Can you also shed some light on the different types of socks and their materials. For example what is the ‘feel and wearing of’ different between egyptian cotton, lisle cotton, sea island etc. Having no experience of such things to date, i just buy mine from New and Lingwood or Harvie Hudson but i am desperate to break out of this mould.
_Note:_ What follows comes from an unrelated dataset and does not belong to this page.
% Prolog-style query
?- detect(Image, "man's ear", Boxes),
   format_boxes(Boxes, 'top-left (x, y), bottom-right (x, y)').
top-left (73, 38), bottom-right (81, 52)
For preference socks without ribs is what i think looks very chic and stylish. Can you or anyone help?

Bradley

Anonymous

May I suggest the “poor man’s version”, C&J Teign. Also an unlined suede loafer.

Anonymous

Hello.
I think the problem is that today, manufacturers are reluctant to make shoes that are lined with canvas in the front since this is shunned by todays prestigious-minded consumers. We all know that leather is more expensive than canvas, but in my experience, shoes with canvas lining in the front are much more comfortable than fully leather-lined ones. Also, I think that lined shoes are preferable to unlined since the lining (preferably canvas) absorbs moisture. And incidentally, I do not Jeeves would agree that a gentleman wears shoes with no socks in the metropolis.

Kind regards,
Anders.

Anonymous

Bradley, the socks from both Bresciani and Pantherella lasts for many years. Wash them cold, with a mild detergent, and do not tumble them dry. That’s my recipie and my bresciani socks lasts for years.

Tom

Hi Simon,

Many thanks for your help in this matter, sorry to delay, but I feel you may of been right and I did curse the summer weather.

Best regards

Tom

David

Simon, do you have a recommendation and preference for invisible, no-show socks to wear with loafers, Sagan’s, etc? Apart from the ones for use with trainers (which aren’t suitable (as they show with shoes!)) do you have any current suggestions in terms of make, quality and where to purchase them? Thanks for any thoughts!

David

Thanks for that information, Simon. That’s really helpful and much appreciated. I’ll pursue those options, especially Falke.